Cryptography Basics: Symmetric, Asymmetric, Hashing & Digital Signatures

Introduction

Cryptography converts plaintext (input) into ciphertext (output) . Most algorithms require a key for encryption and decryption. The key is a sequence of characters used by the algorithm. Ciphertext can be stored and transmitted securely, readable only by the intended parties.

Encryption methods are divided into three categories:

Symmetric Encryption

Asymmetric Encryption

Hashing

Symmetric Encryption

Example of encrypting and decrypting the word “FILM”.

Symmetric encryption is fast, making it suitable for speed‑critical use cases such as VPNs and data streams. The two most common symmetric algorithms are:

AES

DES

Key Exchange

In symmetric encryption, a major challenge is securely sharing the key between parties.

Diffie‑Hellman (1976) was the first solution, allowing two participants to generate a shared secret without a pre‑shared key.

Agree on a public value.

Select a private (secret) value.

Exchange the value computed from the public and private values.

Each party combines the exchanged value with its own private value to derive the same secret key.

Hybrid systems combine symmetric and asymmetric encryption: asymmetric encryption secures the symmetric key, while symmetric encryption handles the bulk data because it is faster.

Asymmetric Encryption

Asymmetric encryption uses a key pair consisting of a public key and a private key. The public key encrypts data; only the corresponding private key can decrypt it. The public key can be shared openly, while the private key must remain secret.
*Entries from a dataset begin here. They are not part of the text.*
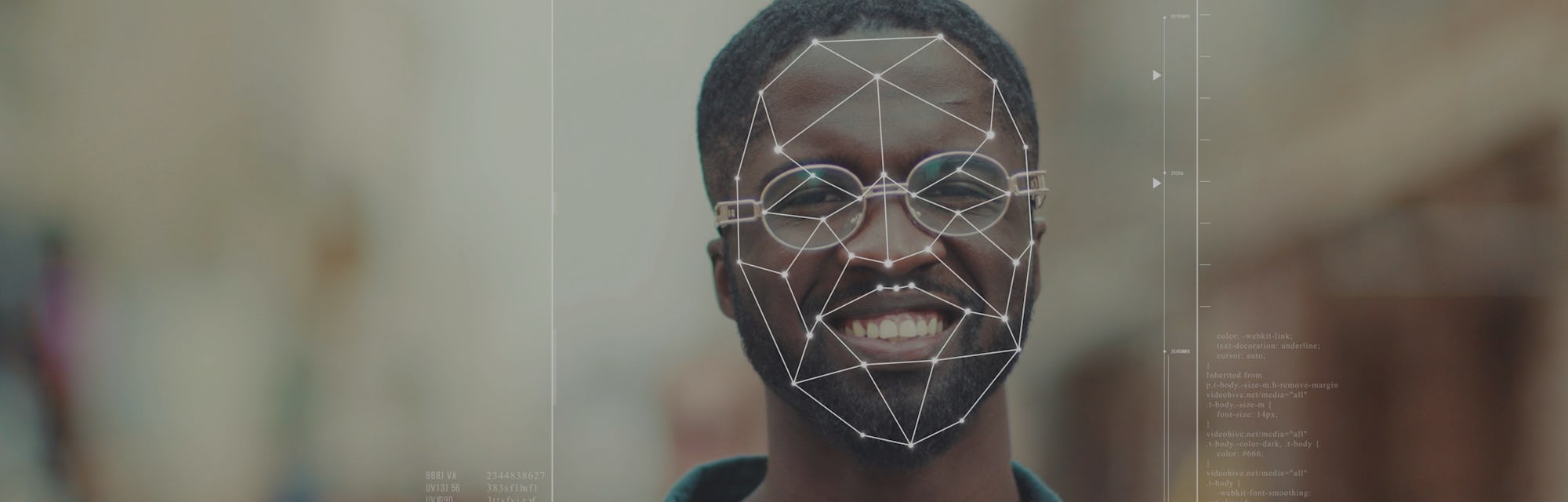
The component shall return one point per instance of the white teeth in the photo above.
(896, 326)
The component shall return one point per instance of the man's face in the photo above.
(840, 333)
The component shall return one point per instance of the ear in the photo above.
(1039, 214)
(716, 253)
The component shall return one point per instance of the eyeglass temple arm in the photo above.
(731, 213)
(1031, 184)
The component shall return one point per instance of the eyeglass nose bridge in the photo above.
(884, 189)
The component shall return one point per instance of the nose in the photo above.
(891, 241)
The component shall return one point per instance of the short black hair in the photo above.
(724, 112)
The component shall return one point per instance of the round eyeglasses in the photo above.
(818, 206)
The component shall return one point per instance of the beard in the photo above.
(929, 402)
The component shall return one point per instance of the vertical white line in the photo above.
(1197, 239)
(1166, 347)
(553, 250)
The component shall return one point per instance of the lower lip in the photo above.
(885, 354)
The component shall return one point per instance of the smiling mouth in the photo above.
(896, 326)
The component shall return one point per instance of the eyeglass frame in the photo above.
(1029, 184)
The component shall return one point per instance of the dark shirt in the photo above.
(735, 479)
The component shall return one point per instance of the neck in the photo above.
(807, 467)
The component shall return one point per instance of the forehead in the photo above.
(880, 98)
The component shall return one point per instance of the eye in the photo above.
(959, 187)
(811, 194)
(815, 198)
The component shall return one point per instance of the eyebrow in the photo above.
(829, 159)
(844, 162)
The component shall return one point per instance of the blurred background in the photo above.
(272, 250)
(1382, 180)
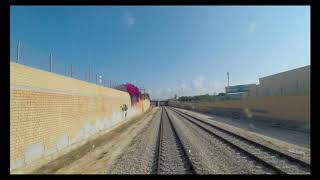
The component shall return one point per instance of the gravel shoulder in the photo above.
(139, 155)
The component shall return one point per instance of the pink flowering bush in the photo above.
(134, 91)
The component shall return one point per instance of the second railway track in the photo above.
(276, 161)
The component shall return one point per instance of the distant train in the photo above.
(159, 103)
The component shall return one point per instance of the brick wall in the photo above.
(50, 113)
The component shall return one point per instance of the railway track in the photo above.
(276, 161)
(172, 158)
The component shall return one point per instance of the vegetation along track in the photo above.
(274, 160)
(172, 157)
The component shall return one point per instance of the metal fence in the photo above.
(25, 55)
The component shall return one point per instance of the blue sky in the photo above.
(167, 49)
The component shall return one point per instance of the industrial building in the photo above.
(292, 82)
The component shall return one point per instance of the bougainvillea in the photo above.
(134, 91)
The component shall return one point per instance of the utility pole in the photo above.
(228, 78)
(50, 62)
(18, 52)
(71, 71)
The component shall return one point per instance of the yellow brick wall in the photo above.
(45, 106)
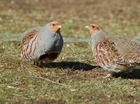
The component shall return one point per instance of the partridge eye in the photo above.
(53, 24)
(93, 26)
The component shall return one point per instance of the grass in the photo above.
(74, 77)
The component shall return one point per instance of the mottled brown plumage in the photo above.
(114, 54)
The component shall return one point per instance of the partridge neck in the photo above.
(97, 37)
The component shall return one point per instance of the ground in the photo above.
(75, 77)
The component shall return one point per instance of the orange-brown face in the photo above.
(54, 26)
(93, 28)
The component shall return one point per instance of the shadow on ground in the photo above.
(70, 65)
(135, 74)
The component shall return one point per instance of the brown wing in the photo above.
(128, 50)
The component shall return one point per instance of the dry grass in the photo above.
(74, 77)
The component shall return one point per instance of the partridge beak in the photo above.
(59, 26)
(87, 27)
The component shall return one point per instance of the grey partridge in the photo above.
(42, 43)
(114, 54)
Receiver shares the public key.

Sender encrypts data with the public key.

Encrypted data (ciphertext) is sent to the receiver.

Receiver decrypts the ciphertext with the private key.

Advantages: public keys can be shared without prior secure channels. Disadvantage: asymmetric encryption is slower. Common algorithms include:

RSA

ECC

Hashing

Hash algorithms generate a unique, fixed‑length string (a hash) from input data. Required properties:

Fixed‑length output.

One‑way function: easy to compute, hard to reverse.

Collision resistance: difficult to find two inputs with the same output.

Popular hash algorithms today:

SHA‑2 (Secure Hash Algorithm 2)

SHA‑3 (Secure Hash Algorithm 3)

MD5 (Message‑Digest Algorithm 5) – should no longer be used

bcrypt – primarily for password hashing

Example hash values:

Input Foo hashed with SHA‑3:

195e5c2ddf90d08e0c12357a75fd11180c85b989a9d3b6bc3327aa23a98f278a

bcrypt hash:

$2a$12$.LJ6zlZXAZ2iRIyzRMcvpeQsPJ6pJ0/zb0daxnhxeGXNqN4KmJ9ny

MD5 hash:

1356c67d7ad1638d816bfb822dd2c25d

Digital Signatures

Digital signatures verify the authenticity of data and documents by combining asymmetric encryption with hashing.

Compute the hash of the document to be signed.

Encrypt the hash with the sender’s private key.

Attach the encrypted hash to the document, forming the signed document.

To verify a signed document:

Decrypt the attached hash using the sender’s public key.

Compute the hash of the received document.

Compare the decrypted hash with the newly computed hash; a match means the signature is valid.